I wonder what their reaction would be, upon knowing that even among Don Bosco’s youth, many got lost!

But what I am saying… they would think it exaggeration, or even superstition.

They are so good after all.

Likely better than God, Who is so uncharitable and hoo-moo-phoo-beec.

Posted on August 14, 2022, in Catholicism, Traditional Catholicism and tagged , . Bookmark the permalink. 8 Comments.

  1. sixlittlerabbits

    There is a similar upsetting trend in regard to religious orders that are vowed to poverty and are soliciting funds to build new facilities from scratch for millions of dollars. Seven brothers in TX are soliciting to build a $5 million church. Benedictine nuns of Ephesus in Gower, Missouri, are soliciting funds to continue their own building campaign (they already have air conditioning) and that for their daughter house in Ava. Abbess talks of how “transferring digits” from donor’s bank to theirs is appropriate to provide for the Spouses of Christ.
    Gone are days when a religious community would move into an old building and add to it as their numbers increased, like the Poor Clares in Gallup, New Mexico; one of their number wrote the classic story of their lives as “A Right to Be Merry.”
    Shaking my head!

  2. They were on the way to be lost, falling. Not lost yet, at the time.

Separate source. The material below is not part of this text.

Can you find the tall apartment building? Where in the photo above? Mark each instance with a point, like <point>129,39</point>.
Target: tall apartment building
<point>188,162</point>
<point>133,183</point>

  3. How many, while being angry at God over the deaths of children, at the same time support the physical murder of children in the wombs of their mothers by abortion (and then trafficking in their hijacked body parts to make what passes for vakseens), and the spiritual murder of children by exposing them to pornography and degeneracy from the tenderest age?

  4. I think this is akin to capital punishment. St. Alphonsus Liguori said that the death penalty was an act of mercy, because it gave the killer a opportunity that he deprived his victim of: the ability to prepare soulfully for the hour of his death. Moderns reject that concept of mercy completely, and call it a “crime against human dignity”. Instead, they want the Francismercy, where the killer lives, and is allowed to kill wantonly, provided we accept them.

  5. Philip Johnson

    Beautiful account of The Faith and our trust in being faithful to The Catholic Church.Wonderful account.Thanks Mr Mundy!